ハラスメントクレーマー

ハラスメントクレーマーに気を付けろ!

最近、あらゆる会社・組織においてハラスメント対策が講じられています。
ハラスメントが社会問題として大きく取り上げられることが多くなったためです。
ハラスメントは良くない事ですし、それを未然に防ぐことや、起こってしまった場合の対処を定める事は意義のあることです。
被害に遭った方たちは救済しなければなりませんし、加害者には相応の罰則を与えなくてはなりません。

ただし、そこには落とし穴もあり、注意が必要です。
なぜなら、世の中にはクレーマー気質の人が少なからずいるからです。
何かしらに文句をつけたがる、被害者として人から同情を買いたがる人が一定数いるのです。
彼らからすれば、ハラスメント対策窓口などは恰好の捌け口になってしまいます。
そんな彼らを私は「ハラスメントクレーマー」と名付けました。

ハラスメントクレーマーは、自分に不都合な状況をハラスメントにしてしまいます。
会社などですと、能力が低い故に注意をされているにも関わらず、被害者ぶって窓口に相談したりします。
(この場合の注意とは、理不尽なパワハラではなく、妥当な範囲内とします。)
それはまだ良い方で、ハラスメントをでっち上げるクレーマーもいます。
そられは態度が悪かったとか、いやらしい視線を向けられたとか、相手の真意さえ不明の曖昧なものや、偶然の出来事まで、自分を被害者に仕立てる要素として使うのです。
被害者を救済する目的で立てられた窓口ですから、被害を訴えられれば親身になって対処するでしょう。
それこそが、彼らの思う壺なのです。

また、ハラスメントの定義が曖昧なのも問題です。
ハラスメントは本人が不快だと思ったらハラスメントになるとされています。
同じ行為でも、不快でなければOK、この人ならOKになる場合があるのが公平ではありません。
そして、クレーマーはそこにつけ込みます。

では、どう対応すればいいのでしょう?
まず、ハラスメントクレーマーがいるという認識を持つことです。
ハラスメント対策の窓口の方たちは、その真偽が明らかになるまでは、被害者として来た人間がクレーマーの類かどうかを判断しましょう。
彼らの言い分に耳を傾けながら、具体的な質問をしていくと良いと思います。
いつ? どこで? だれが? どの様に? 何を? どの程度?
そう言った質問に曖昧な答えが多いようでしたら、クレーマーを疑った方がいいでしょう。
もし、それらの回答が具体的であった場合には、次のステップに進みましょう。

次のステップとは、関係者に話を聞くことです。
加害者とされる人に聞くのはまだ早いです。
この段階で加害者とされる人に事情を聴くと、本人に心当たりがあれば良いですが、濡れ衣だった場合に問題が大きくなります。
加害者とされる人が、それまでは普通に接していたつもりなのに、ハラスメントとして訴えられていた事を知ったら不快になるからです。そして、それが本当のハラスメントを生む温床になる可能性もあります。
むやみに本人たちにハラスメント事件を露呈してしまうと、わだかまりを産むことになります。
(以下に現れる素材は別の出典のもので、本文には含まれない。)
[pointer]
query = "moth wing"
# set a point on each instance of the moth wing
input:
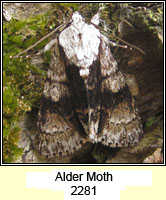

なので、まずは被害者と加害者の周辺に、事実確認をしましょう。
気を付けないといけないのは、被害者と親しい人物や、加害者に敵意を持っている人間が含まれている可能性です。
彼らは既に被害者に取り込まれていたり、加害者に不利になる証言をしようとしたりします。
ここまででもお分かりかと思いますが、ハラスメント対策は非常に難しいです。
きちんと公平にやるなら、警察の捜査みたいなことをしなくてはならないからです。
たいていの会社では、被害者が「正しい」として話を進めるでしょう。その方が楽だからです。
しかし、世の中にはクレーマー気質の人がいることを忘れてはいけません。

そして、それらが済んだら次のステップです。
関係者からの証言からも、恐らく本当にハラスメントが行われていたと確証が持てたら、満を持して加害者の話を聞きましょう。
加害者が本当にハラスメントを犯していたことを認めたら解決です。
しかし、加害者の話を最後まで聞くまでは、頭ごなしに加害者と決めつけない事です。
まだ、ハラスメントクレーマーによる策略の可能性が残っているからです。
もし、加害者側の証言で被害者の落ち度が露呈した場合、再び、被害者側や周囲に事情を聴いて真偽を確かめる必要が出てきます。
ハラスメント対策というのは、簡単なことでは無いですね。

本当にハラスメント対策を行うのであれば、上記のような配慮に配慮を重ねた面倒な手続きを踏まねばなりません。
しかし、会社・組織が行うハラスメント対策は十分ではない事が多いです。
それは単に、会社・組織自体の目的が、内外に対して「ハラスメント対策をちゃんとしています」というアピールをしたいだけという側面があるからだと思います。
イメージ戦略の一環にハラスメント対策が使われているだけなのではないでしょうか?

ここまで読んで、筆者はハラスメント対策なんて意味が無いと言っている様に感じたかもしれません。
また、ハラスメントを訴える人はクレーマーばかりだと言っている様にも感じたかもしれません。
しかし、それは真意ではありません。
本当の被害者は救わねばならないと、本当に思っています。
しかし、中にはクレーマーも混在しており、被害者の言い分を信じることで加害者と思われた人に「風評被害」などの二次ハラスメントを起こしてしまうことを懸念しているだけです。
また、能力の低い人間やクレーマー気質の人に限って、自分を弁護したり同情を買う為に声を上げ、弱者を救うための機能を悪用しがちだとも感じるからです。
なので、それを扱う側には慎重に対応していただきたいと切に願っています。